American classical composer (1936–2015)

David Ward-Steinman (November 6, 1936 – April 14, 2015) was an American composer and professor. He was the author of Toward a Comparative Structural Theory of the Arts, and co-authored Comparative Anthology of Musical Forms.

Ward-Steinman spent his remaining days dividing his time between San Diego State University and Indiana University in Bloomington. He was formerly Composer-in-Residence and Professor of Music at San Diego State, and then became Distinguished Professor of Music Emeritus there, and also an adjunct professor of Music at Indiana, where he taught in the spring.

==Biography==
Ward-Steinman studied at Florida State University and the University of Illinois, where he received the Kinley Memorial Fellowship for foreign study. After receiving his doctorate, he was a fellow at Princeton University from 1970. His teachers included John Boda, Burrill Phillips, Darius Milhaud (at Aspen, Colorado), Milton Babbitt (at Tanglewood) and Nadia Boulanger. He studied piano under Edward Kilenyi, and in 1995 attended a course at IRCAM.

From 1970 to 1972, Ward-Steinman was the Ford Foundation composer-in-residence for the Tampa Bay area of Florida and he spent 1989–90 in Australia under a Fulbright Senior Scholar Award, with residencies at the Victorian Centre for the Arts and La Trobe University in Melbourne.
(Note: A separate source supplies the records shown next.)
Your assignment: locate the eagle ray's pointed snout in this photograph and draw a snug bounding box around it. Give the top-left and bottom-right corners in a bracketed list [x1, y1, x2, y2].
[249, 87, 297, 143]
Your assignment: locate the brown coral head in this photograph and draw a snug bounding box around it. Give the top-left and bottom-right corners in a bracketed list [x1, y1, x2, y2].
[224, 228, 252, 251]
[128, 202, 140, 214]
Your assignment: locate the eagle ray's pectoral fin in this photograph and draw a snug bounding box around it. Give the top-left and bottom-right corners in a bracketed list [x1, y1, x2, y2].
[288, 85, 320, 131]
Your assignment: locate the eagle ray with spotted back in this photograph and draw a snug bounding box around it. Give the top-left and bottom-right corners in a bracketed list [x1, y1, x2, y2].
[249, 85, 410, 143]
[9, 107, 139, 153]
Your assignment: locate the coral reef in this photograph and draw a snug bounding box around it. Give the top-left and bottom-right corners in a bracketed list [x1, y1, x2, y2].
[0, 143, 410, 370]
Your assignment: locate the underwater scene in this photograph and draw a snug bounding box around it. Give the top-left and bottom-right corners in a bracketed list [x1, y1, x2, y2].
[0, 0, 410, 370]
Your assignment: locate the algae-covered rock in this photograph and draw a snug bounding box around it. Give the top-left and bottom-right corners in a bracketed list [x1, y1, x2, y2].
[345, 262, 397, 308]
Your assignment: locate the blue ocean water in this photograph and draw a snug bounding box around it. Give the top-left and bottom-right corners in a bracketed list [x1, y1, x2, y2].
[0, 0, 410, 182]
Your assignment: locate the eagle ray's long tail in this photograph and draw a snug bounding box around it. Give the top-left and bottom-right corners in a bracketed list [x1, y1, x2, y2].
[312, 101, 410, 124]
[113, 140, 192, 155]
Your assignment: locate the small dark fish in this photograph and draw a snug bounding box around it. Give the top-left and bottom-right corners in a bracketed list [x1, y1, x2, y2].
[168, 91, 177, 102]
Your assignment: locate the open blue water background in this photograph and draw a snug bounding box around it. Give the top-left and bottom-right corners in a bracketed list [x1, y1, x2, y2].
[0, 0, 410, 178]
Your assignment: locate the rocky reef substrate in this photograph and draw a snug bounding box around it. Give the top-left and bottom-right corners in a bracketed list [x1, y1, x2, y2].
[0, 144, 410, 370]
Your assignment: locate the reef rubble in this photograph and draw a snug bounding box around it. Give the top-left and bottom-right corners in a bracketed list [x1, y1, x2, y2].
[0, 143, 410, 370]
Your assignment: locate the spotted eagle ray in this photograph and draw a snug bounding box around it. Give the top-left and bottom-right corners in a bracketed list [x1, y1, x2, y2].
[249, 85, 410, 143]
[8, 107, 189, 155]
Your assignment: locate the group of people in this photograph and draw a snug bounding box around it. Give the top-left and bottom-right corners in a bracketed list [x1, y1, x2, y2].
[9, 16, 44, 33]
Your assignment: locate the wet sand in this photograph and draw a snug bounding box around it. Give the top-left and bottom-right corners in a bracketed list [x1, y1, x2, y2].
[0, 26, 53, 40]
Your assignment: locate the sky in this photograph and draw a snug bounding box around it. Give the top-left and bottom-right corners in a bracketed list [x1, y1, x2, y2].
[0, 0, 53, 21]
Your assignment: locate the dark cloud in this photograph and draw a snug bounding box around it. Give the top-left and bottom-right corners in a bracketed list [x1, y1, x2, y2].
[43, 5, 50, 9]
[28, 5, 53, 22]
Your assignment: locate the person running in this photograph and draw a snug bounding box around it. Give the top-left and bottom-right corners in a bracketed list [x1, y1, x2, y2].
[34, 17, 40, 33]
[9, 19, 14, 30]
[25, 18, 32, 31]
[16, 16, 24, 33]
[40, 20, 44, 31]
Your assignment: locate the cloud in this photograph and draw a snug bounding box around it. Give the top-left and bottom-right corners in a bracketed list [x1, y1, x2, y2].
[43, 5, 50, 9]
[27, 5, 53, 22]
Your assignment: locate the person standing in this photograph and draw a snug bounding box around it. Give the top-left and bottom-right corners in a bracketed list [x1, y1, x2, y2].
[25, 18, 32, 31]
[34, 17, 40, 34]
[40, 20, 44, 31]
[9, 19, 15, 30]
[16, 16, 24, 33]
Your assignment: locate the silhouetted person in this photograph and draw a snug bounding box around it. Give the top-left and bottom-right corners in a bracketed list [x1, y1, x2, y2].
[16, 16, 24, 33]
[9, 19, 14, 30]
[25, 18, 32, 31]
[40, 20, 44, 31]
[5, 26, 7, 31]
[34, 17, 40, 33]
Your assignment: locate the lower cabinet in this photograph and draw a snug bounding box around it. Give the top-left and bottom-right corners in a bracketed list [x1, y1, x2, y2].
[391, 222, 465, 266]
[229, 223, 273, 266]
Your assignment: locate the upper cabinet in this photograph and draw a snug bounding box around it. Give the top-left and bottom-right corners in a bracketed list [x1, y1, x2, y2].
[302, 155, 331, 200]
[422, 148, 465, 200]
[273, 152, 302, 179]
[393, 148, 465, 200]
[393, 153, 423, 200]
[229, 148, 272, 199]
Ward-Steinman has received number of commissions, most notably from the Chicago Symphony Orchestra. His orchestral works have been performed by a number of ensembles, including the Japan Philharmonic Orchestra, New Orleans Philharmonic Orchestra, San Diego Symphony Orchestra, and the Seattle Symphony Orchestra. His music has been recorded on a number of labels, including Harmonia Mundi.